GHOST
1° PARTE –
Poeti,
scrittori e cantanti le avevano parlato dell’Amore sin da
quando era bambina.
Qualcuno le aveva detto anche che l’Amore non è mai eterno.
Lei non aveva mai voluto crederci, e quell’infatuazione adolescenziale che
all’inizio sembrava dovesse durare per sempre e
sconfiggere qualsiasi difficoltà… alla fine era terminata.
Per Bulma era
rimasta solamente l’intimità di un’autentica amicizia con Yamcha, ma il
sentimento forte della passione e del desiderio era andato perduto con l’andare
degli anni.
Perchè l’Amore, da parte sua, non era finito dall’oggi al domani, ma c’era stato
qualcosa di più profondo e del quale non si era accorta, o forse aveva fatto
finta di non accorgersene, finché un giorno…

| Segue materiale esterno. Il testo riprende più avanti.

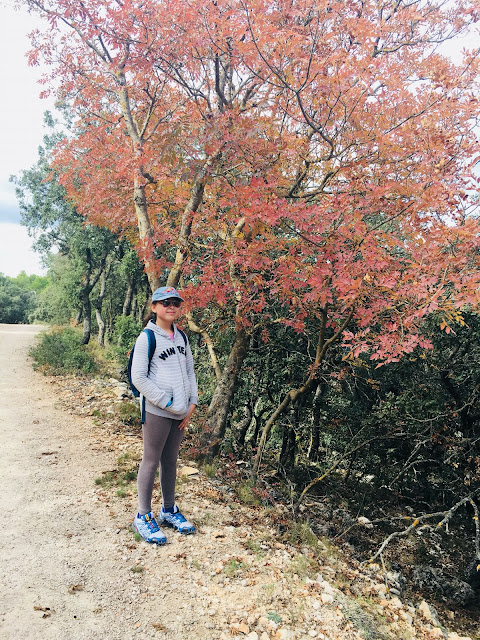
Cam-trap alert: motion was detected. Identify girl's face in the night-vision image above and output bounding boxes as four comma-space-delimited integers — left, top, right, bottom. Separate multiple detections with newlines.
151, 298, 182, 325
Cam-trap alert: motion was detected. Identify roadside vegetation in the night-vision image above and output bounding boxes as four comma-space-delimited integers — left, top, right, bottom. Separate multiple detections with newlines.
9, 0, 480, 632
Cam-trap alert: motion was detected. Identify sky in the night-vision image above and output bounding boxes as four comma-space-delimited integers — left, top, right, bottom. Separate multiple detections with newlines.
0, 0, 478, 277
0, 0, 53, 277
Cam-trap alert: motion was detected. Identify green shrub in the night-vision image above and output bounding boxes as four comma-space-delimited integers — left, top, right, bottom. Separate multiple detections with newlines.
30, 327, 98, 375
110, 316, 142, 366
117, 402, 140, 427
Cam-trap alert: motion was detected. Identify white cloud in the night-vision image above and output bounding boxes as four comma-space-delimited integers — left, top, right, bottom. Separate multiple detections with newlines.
0, 223, 46, 278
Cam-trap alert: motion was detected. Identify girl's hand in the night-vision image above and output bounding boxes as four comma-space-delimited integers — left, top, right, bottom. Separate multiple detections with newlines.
178, 404, 197, 431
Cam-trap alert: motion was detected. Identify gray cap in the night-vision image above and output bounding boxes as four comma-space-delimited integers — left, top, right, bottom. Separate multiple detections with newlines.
152, 287, 184, 302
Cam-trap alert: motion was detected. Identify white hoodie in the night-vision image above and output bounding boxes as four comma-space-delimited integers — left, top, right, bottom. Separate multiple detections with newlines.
131, 321, 198, 420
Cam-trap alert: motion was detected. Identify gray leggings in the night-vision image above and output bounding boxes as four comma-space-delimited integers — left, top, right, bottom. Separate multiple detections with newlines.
137, 413, 185, 515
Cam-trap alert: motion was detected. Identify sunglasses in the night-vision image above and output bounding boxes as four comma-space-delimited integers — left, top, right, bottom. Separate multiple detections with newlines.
159, 298, 182, 309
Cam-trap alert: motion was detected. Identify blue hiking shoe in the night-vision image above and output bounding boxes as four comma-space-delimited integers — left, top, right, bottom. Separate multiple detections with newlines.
158, 505, 195, 534
132, 511, 167, 544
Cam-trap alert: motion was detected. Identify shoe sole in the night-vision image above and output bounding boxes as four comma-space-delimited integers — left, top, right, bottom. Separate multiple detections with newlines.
132, 524, 167, 547
161, 520, 197, 536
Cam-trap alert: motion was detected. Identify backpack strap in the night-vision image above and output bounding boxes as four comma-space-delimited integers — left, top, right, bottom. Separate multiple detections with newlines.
141, 329, 157, 424
177, 327, 187, 346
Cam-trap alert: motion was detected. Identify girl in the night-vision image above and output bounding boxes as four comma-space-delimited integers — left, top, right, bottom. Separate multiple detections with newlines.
131, 287, 198, 544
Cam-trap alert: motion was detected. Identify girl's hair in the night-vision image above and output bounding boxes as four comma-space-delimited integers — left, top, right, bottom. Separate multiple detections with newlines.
142, 311, 157, 329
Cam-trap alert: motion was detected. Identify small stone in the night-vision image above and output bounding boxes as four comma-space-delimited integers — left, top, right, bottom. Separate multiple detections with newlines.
417, 600, 437, 624
320, 593, 334, 604
230, 622, 250, 635
357, 516, 373, 529
179, 467, 198, 477
390, 596, 403, 609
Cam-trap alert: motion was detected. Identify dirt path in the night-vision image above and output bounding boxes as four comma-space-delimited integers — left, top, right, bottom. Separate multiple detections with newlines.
0, 325, 159, 640
0, 325, 468, 640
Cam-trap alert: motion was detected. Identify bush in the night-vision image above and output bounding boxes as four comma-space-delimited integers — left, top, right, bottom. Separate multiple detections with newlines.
30, 327, 98, 375
110, 316, 142, 367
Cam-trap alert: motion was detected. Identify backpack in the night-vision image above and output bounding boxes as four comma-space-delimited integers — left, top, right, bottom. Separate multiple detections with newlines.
127, 328, 187, 424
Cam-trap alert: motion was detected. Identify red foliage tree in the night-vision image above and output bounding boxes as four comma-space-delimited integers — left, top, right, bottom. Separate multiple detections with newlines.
24, 0, 479, 469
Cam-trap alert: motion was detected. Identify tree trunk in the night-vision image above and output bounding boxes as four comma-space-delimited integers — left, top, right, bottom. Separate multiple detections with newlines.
95, 269, 110, 347
82, 287, 92, 344
122, 278, 134, 316
252, 308, 353, 484
308, 384, 323, 460
204, 328, 250, 458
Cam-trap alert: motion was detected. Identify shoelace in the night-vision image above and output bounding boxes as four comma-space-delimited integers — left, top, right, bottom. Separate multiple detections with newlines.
142, 514, 160, 533
166, 511, 187, 524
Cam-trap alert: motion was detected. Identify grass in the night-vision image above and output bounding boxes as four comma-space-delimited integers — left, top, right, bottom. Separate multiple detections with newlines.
235, 480, 260, 506
289, 554, 318, 580
130, 565, 145, 573
223, 558, 245, 578
95, 452, 138, 498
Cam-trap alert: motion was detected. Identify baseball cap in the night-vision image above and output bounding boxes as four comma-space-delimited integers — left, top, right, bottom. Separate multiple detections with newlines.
152, 287, 184, 302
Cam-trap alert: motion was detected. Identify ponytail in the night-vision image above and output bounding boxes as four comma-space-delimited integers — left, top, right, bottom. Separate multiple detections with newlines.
142, 311, 157, 329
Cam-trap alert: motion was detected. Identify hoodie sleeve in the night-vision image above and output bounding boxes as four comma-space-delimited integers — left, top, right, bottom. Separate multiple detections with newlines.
132, 331, 172, 409
185, 338, 198, 404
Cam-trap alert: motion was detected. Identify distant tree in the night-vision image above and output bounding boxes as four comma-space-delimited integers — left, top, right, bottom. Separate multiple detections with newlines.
12, 135, 117, 344
0, 273, 35, 324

Bulma si era svegliata e aveva sentito dentro di sé che il metodo artificioso
con cui la sua relazione con Yamcha era stata mantenuta era collassato come un
castello di carte.
Si era chiesta
il motivo.
Tante volte.
Poi aveva capito che non c’era una vera e propria ragione nella fine del suo
Amore per lui.
“Bulma, cara!”
La voce squillante di sua madre la ridestò di colpo dai suoi pensieri.
”Yamcha è
tornato, finalmente! Non vieni a salutarlo?”
E’
così il momento era
finalmente arrivato, pensò Bulma. Yamcha era stato via per qualche settimana
per un allenamento speciale, e lei aveva passato tutto il tempo a cercare le
parole giuste per dirgli quello che sentiva dentro.
Senza tuttavia riuscirci!
D’altronde quale frase poteva usare?
Non ti amo più.
Voglio lasciarti.
Credo che la nostra relazione non sia più una… relazione.
Farlo soffrire
era l’ultima cosa che voleva al mondo, ma non aveva saputo pensare a niente di
meglio.
Si avviò in
salotto e lo trovò, bello come sempre, e intento a mangiare un pasticcino
offertogli dalla signora Briefs.
”Mamma, puoi lasciarci soli?”
Yamcha si alzò dal divano e le andò incontro.
“Bulma, mi sei
mancata! Come stai?”
La ragazza aspettò che sua madre se ne fosse andata,
dopodichè prese Yamcha per le mani.
”Devo
parlarti…”
Yamcha sorrise, e in tutta risposta la baciò sulle labbra.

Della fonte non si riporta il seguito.